This morning The Post reports that a Somali terrorist named Ahmed Abdulkadir Warsame was held and interrogated on a Navy ship for more than two months before being flown to New York to stand trial. The Post reports this morning that he “is the first foreign terrorism suspect captured by the administration outside the United States and moved to this country for trial.” This news comes a week after Vice Adm. William McRaven told the Senate Armed Services Committee that the Obama administration has no clear plan for handling captured terrorist leaders if they are caught alive outside the war zones of Afghanistan and Iraq. McRaven testified that that “in many cases” suspects captured in secret are taken to a U.S. Navy ship until they can be tried in a U.S. court or transferred to the custody of an allied country, but if neither option is feasible, he said, the terrorist is let go. “If we can’t do either one of those, then we will release that individual,” McRaven told the committee.
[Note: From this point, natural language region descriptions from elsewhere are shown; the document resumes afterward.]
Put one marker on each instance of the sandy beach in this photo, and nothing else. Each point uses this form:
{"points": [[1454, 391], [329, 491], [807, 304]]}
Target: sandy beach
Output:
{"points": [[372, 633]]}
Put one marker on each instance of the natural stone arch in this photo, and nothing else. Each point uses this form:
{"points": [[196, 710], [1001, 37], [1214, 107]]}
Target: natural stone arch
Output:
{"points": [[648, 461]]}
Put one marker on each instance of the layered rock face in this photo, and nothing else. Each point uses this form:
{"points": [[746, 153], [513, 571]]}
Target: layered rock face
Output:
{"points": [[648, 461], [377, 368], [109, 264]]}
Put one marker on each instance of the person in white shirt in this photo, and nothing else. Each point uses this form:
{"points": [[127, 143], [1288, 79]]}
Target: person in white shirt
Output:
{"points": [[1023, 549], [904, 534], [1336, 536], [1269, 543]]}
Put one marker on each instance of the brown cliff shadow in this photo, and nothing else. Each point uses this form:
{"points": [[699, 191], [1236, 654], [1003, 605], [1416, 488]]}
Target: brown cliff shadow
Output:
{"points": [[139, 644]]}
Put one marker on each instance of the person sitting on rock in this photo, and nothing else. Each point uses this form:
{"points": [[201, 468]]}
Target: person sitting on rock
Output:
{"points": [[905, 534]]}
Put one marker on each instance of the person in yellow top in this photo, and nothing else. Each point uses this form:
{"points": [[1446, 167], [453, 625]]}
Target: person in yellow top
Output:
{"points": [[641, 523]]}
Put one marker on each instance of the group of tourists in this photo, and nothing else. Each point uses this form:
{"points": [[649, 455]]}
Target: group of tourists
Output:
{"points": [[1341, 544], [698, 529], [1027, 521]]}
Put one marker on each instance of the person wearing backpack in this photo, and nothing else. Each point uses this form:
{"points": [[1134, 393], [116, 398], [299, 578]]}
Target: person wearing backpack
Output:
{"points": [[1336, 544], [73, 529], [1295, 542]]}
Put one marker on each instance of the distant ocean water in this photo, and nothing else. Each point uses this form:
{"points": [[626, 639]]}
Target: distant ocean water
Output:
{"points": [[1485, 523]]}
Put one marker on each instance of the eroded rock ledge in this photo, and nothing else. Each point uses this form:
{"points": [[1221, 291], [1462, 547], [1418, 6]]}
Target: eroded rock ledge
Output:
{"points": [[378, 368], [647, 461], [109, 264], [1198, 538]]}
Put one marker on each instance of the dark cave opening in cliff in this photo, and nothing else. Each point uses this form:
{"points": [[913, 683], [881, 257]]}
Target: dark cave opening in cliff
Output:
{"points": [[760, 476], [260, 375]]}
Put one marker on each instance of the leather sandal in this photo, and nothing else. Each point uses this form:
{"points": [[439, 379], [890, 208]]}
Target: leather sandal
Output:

Which leaves the obvious question: If Warsame is the first suspect to be transferred to the United States for trial, what happened to the others?

(Snip)

Until now, it was believed that the administration was not capturing senior terrorists alive outside the war zones of Afghanistan and Iraq, but simply killing them. Last year, The Post reported that there had been no known high-value detentions by the United States since Obama took office. Now, it appears, we have indeed been capturing such terrorists — and setting them free. If so, this is an outrage. With Adm. McRaven’s testimony, and today’s news, the administration owes the American people — and the United States Congress — some answers, and fast.